Des céréaliers influents à Paris comme à Bruxelles, ou leur lobbying efficace a conduit l’Union européenne a fixé l’objectif de faire passer la part des «biocarburants» dans la consommation énergétique à 5,75% d’ici 2010 et à 10% d’ici à 2020 !
Une décision prise contre l’avis de la grande majorité des ONG environnementales trés réservées sur les risques d'une telle décision : la distillation de l’éthanol consommant de l'énergie fossile en quantité (charbon ou hydrocarbure) et provoquant d’importantes émissions de CO2.
D’autres risques existent également : développement de l'agriculture intensive (utilisation d’engrais et pesticides) et de la mono culture, utilisation sans précaution d’OGM, et rapport qualité / prix discutable du fait des subventions agricoles considérables adressées aux céréaliers des pays riches...
Pourtant un constat s’impose : la planète a de plus en plus de bouches à nourrir. L’heure n’est donc plus à l’abondance ou la surproduction de céréales, mais à la pénurie ! Du coup les cours s’envolent et touchent la production de lait et de viande …

Simple application de la loi de l’offre et la demande, le développement du biocarburant diminue d’autant l’offre de céréales et fait monter les cours. Conséquence, la balance commerciale devient de plus en plus déséquilibrée entre pays autosuffisants (pays riches) et les autres nations, les céréales étant trés utilsées en élevage, cette augmentation de couts touchent quasimment tous les secteurs de l'alimentaire.
Un désastre écologique et social se profile également, surtout pour les pays du tiers monde. Car l'irruption de la mono culture intensive (canne à sucre, maïs, soja , huile de palme …) provoque des conséquences sociales et alimentaires considérables : disparition des petites exploitations, exode rural, fin de l’auto suffisance agricole, gestion de la ressource en eau (ou plus exactement de sa pénurie), appauvrissement des sols, atteintes à la bio diversité …

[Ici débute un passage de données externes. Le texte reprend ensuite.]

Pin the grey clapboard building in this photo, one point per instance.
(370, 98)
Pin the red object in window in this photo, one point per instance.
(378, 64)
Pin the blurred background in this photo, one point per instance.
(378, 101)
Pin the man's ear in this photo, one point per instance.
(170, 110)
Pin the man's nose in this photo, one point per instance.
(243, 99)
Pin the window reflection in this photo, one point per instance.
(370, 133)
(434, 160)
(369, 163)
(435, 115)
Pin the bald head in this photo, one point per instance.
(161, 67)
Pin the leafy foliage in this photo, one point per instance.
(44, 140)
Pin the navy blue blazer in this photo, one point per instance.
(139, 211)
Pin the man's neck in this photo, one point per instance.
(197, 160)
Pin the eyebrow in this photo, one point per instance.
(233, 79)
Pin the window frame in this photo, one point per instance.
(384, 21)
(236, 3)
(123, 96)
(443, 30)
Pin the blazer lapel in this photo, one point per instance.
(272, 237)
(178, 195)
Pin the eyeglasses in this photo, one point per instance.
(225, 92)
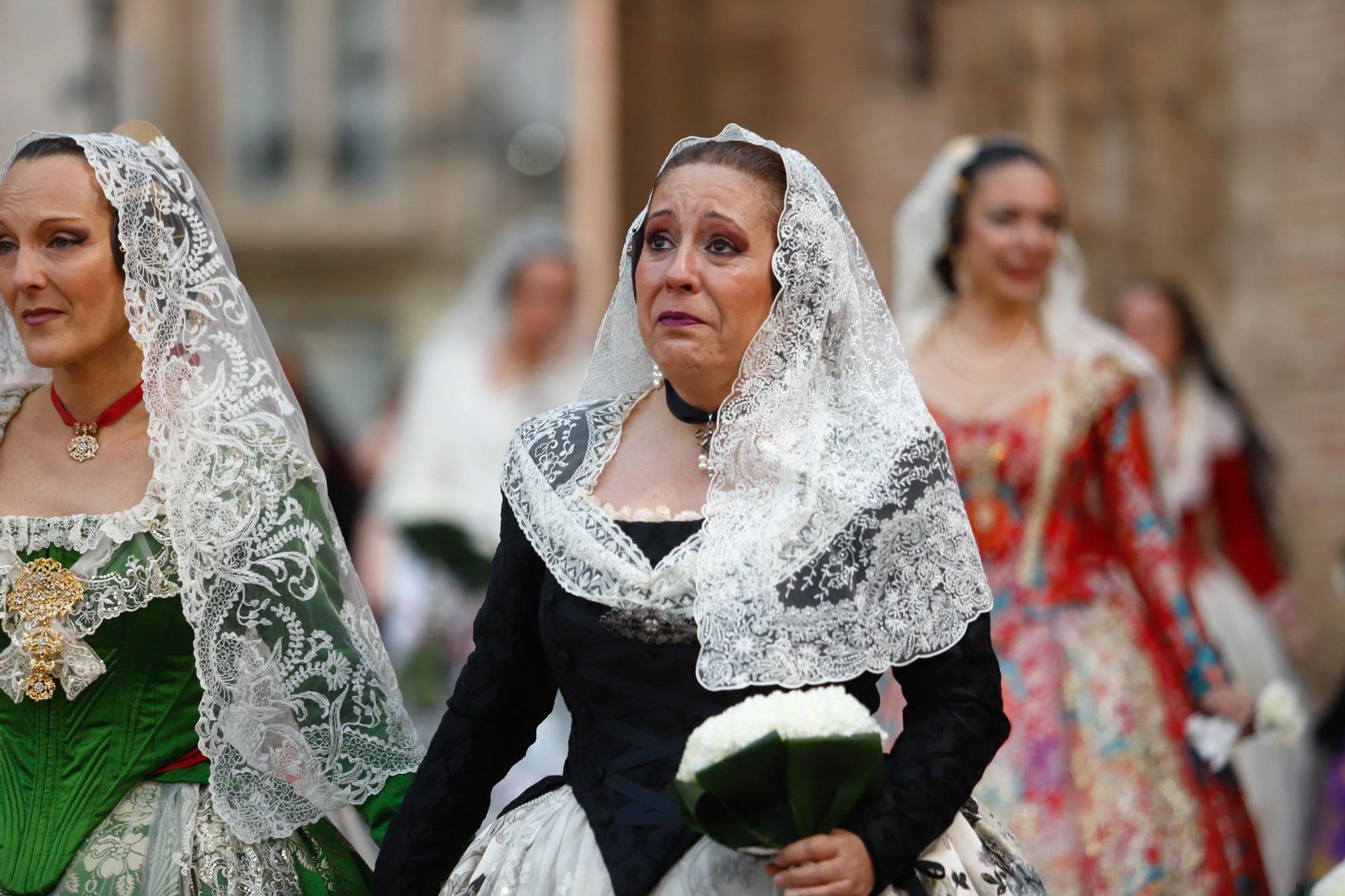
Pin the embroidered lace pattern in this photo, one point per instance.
(301, 712)
(835, 536)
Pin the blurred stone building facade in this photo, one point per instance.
(360, 154)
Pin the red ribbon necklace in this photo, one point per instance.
(85, 444)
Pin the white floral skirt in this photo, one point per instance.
(166, 840)
(1277, 782)
(547, 846)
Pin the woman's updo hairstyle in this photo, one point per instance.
(751, 159)
(50, 147)
(992, 155)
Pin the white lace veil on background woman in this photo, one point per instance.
(443, 467)
(835, 536)
(301, 712)
(1073, 334)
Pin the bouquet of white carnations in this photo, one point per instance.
(779, 767)
(1278, 719)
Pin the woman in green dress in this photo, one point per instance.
(192, 677)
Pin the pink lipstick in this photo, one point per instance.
(37, 317)
(679, 319)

Dans le même temps et plus globalement au niveau planétaire, le succès du carburant vert s'accompagne en parallèle d'une déforestation massive qui remet en cause la lutte contre l’effet de serre ! Dans trop de pays, que ce soit en Asie, Afrique ou Amérique Latine, les conséquences sociales sont multiples : exode des populations indigènes habitant les forêts détruites, dépendance accrue des économies locales liées aux variations des cours mondiaux ...
Une situation qui explique pourquoi, une trentaine d’ONG internationales appellent à un moratoire sur les objectifs fixés par l’Europe en matière d’essence végétale.
Pourtant, un autre chemin est possible …
L'agriculture biologique représente à peine 2 % des surfaces agricoles utiles dans notre pays, un potentiel considérable encore inexploité ! Il serait important de réorienter les subventions de la Politique agricole commune vers la filière bio, rappelons que les subventions actuellement « arrosent » essentiellement les cultures intensives (l’hectare de maïs est subventionné 350 euros, contre 20 euros à l’hectare d’herbe ). La filière bio est une piste d'avenir, et devrait beaucoup se développer dans les prochains mois dans les collectivités territoriales pour leur restauration collective .
Face à la demande, la Commission européenne a décidé de supprimer cette année la jachère obligatoire. La jachère il est bon de le rappeler s'adresse aux céréaliers européens afin de les aider à soutenir les cours (toujours la loi de l'offre et la demande) elle constitue à geler 10 % de leurs terres cultivables moyennant des subventions conséquentes. Car aujourd’hui, les prix s'envolent ...Une augmentation qui touche les consommateurs et va s'étendre à tous les prix agricoles, agriculture et élevage ...
La disparition prochaine des jachères risquent d'appauvrir les sols, de porter des atteintes à la bio diversité (un combat qui réunit chasseurs et défenseurs des oiseaux) et à la gestion de la ressource eau.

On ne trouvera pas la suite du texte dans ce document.